Мирович не стал дослушивать их спор и, козырнув, отправился к себе. Но едва он сделал несколько шагов, как был неприятно удивлен, когда навстречу ему попался его бывший начальник, поручик Алексей Павлович Трусов. К удивлению Василия, вид у того был жалкий и болезненный. Он держался обеими руками за живот, и искаженное страданиями его лицо говорило о том, что Мирович встретился с ним не в самый благоприятный момент его жизни.
– Здравия желаю, господин прапорщик, – проговорил он. На что услышал в ответ:
– Издеваешься, да? Какого же ты здравия мне желаешь, коль я не знаю, доживу ли до вечера.
– Чем могу помочь?
– С глаз моих сгинь, лучшую помощь окажешь, – скрипя зубами и тяжело дыша, проговорил тот, но потом спохватился и почти жалобно попросил: – Отведи меня к лекарю, сил моих нет, а еще лучше ко мне его направь.
– Куда прикажете? – поинтересовался Мирович. – К вам в палатку? Или еще куда?

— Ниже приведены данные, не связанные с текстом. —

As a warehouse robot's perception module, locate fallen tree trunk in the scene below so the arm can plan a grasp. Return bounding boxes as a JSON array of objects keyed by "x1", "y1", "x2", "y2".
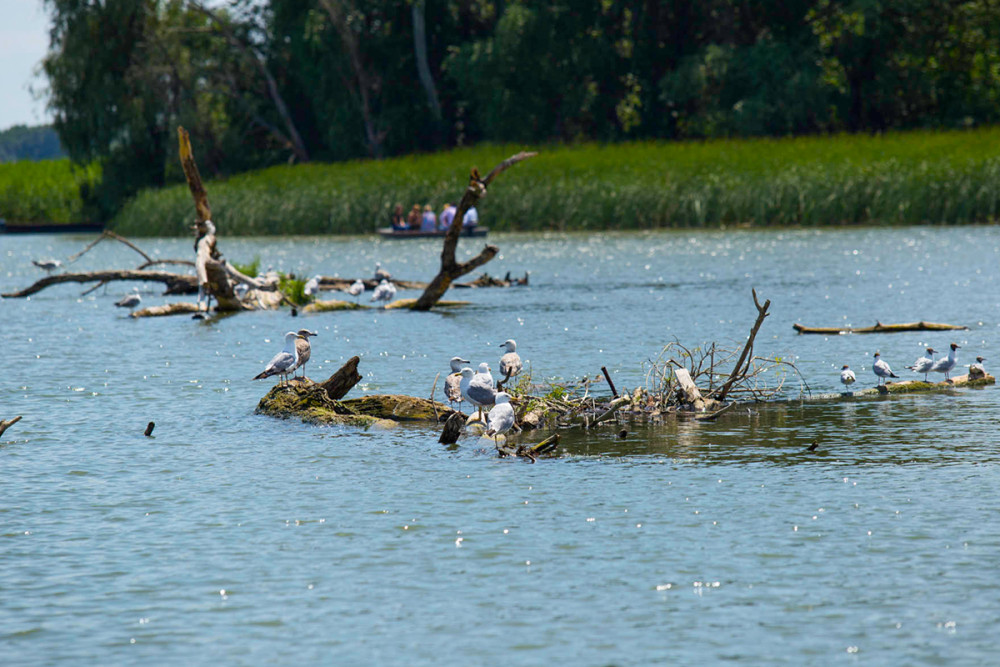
[
  {"x1": 0, "y1": 270, "x2": 198, "y2": 299},
  {"x1": 410, "y1": 152, "x2": 537, "y2": 311},
  {"x1": 0, "y1": 415, "x2": 21, "y2": 435},
  {"x1": 792, "y1": 320, "x2": 969, "y2": 336}
]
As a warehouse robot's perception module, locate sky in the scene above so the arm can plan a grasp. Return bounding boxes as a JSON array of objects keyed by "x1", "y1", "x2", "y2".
[{"x1": 0, "y1": 0, "x2": 51, "y2": 130}]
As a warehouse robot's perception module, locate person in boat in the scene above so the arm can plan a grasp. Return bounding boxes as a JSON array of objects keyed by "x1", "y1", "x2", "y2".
[
  {"x1": 389, "y1": 204, "x2": 407, "y2": 232},
  {"x1": 438, "y1": 201, "x2": 455, "y2": 231},
  {"x1": 462, "y1": 206, "x2": 479, "y2": 229},
  {"x1": 406, "y1": 204, "x2": 423, "y2": 229},
  {"x1": 420, "y1": 204, "x2": 437, "y2": 232}
]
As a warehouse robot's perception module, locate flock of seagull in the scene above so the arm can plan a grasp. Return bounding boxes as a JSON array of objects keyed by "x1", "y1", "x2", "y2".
[{"x1": 840, "y1": 343, "x2": 986, "y2": 387}]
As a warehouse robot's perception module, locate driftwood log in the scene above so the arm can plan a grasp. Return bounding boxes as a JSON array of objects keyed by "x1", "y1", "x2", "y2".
[
  {"x1": 792, "y1": 320, "x2": 969, "y2": 336},
  {"x1": 0, "y1": 415, "x2": 21, "y2": 435},
  {"x1": 410, "y1": 152, "x2": 537, "y2": 311}
]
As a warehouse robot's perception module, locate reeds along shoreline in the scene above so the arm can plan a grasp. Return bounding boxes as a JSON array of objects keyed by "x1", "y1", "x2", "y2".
[
  {"x1": 0, "y1": 127, "x2": 1000, "y2": 236},
  {"x1": 0, "y1": 159, "x2": 101, "y2": 224}
]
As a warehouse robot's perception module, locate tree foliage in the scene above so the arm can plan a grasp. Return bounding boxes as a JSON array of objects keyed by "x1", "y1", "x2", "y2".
[{"x1": 44, "y1": 0, "x2": 1000, "y2": 214}]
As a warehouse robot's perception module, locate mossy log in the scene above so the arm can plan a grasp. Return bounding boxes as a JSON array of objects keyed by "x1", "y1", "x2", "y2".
[{"x1": 792, "y1": 320, "x2": 969, "y2": 336}]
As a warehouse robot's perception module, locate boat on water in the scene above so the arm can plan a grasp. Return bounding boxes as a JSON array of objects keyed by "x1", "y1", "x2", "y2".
[
  {"x1": 375, "y1": 225, "x2": 490, "y2": 239},
  {"x1": 0, "y1": 218, "x2": 104, "y2": 234}
]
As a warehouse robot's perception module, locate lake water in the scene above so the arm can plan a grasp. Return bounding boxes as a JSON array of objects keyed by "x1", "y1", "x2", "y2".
[{"x1": 0, "y1": 227, "x2": 1000, "y2": 665}]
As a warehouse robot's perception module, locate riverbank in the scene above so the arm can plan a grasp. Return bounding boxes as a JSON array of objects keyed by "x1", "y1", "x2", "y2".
[{"x1": 7, "y1": 128, "x2": 1000, "y2": 237}]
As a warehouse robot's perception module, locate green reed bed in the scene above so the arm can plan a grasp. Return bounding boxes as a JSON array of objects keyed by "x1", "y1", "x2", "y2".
[
  {"x1": 115, "y1": 128, "x2": 1000, "y2": 235},
  {"x1": 0, "y1": 159, "x2": 101, "y2": 224}
]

– На кладбище, – рявкнул тот. – Если дальше так рассусоливать будешь, то точно на кладбище окажусь.
– Да что случилось, Алексей Павлович? Лекарь первым делом спросит о том. А мне что отвечать?
– Отвечай, чего хочешь. Накормил меня повар новый, из немцев треклятых. Два дня как на кухню принял, сготовил что-то вкусное и донельзя ядовитое. Другим ничего, а меня вот скрутило. Уж я его, бестию, разыщу, коль жив останусь. Ну, чего стоишь, словно идол на обрыве? Дуй за лекарем и без него не возвращайся, а то и тебе перепадет на орехи…
Мирович вернулся с лекарем, прихватившим для верности огромный клистир, а рядовой в сером халате нес следом за ним воду розоватового цвета в глиняном кувшине. Когда они зашли внутрь, Трусов катался по полу внутри палатки, проклиная на все лады и немецкого повара, и лекарей, что сговорились отправить его на тот свет, а потому не спешат явиться для его спасения.
Лекарь, судя по его плохому знанию русского языка, оказался тоже из немцев, но действовал весьма проворно и расторопно, не воспринимая ругательства и угрозы больного. Он приказал Мировичу держать руки поручика, а сам с помощью солдата содрал с того штаны, велел положить Трусова животом на кровать и ловко воткнул кончик своего инструмента тому между ягодицами, подняв кожаный мешок с жидкостью на уровень своего плеча. Внутри поручика все заклокотало, он ойкнул и тут же умолк, а потом начал сучить ногами, словно маленький капризный ребенок.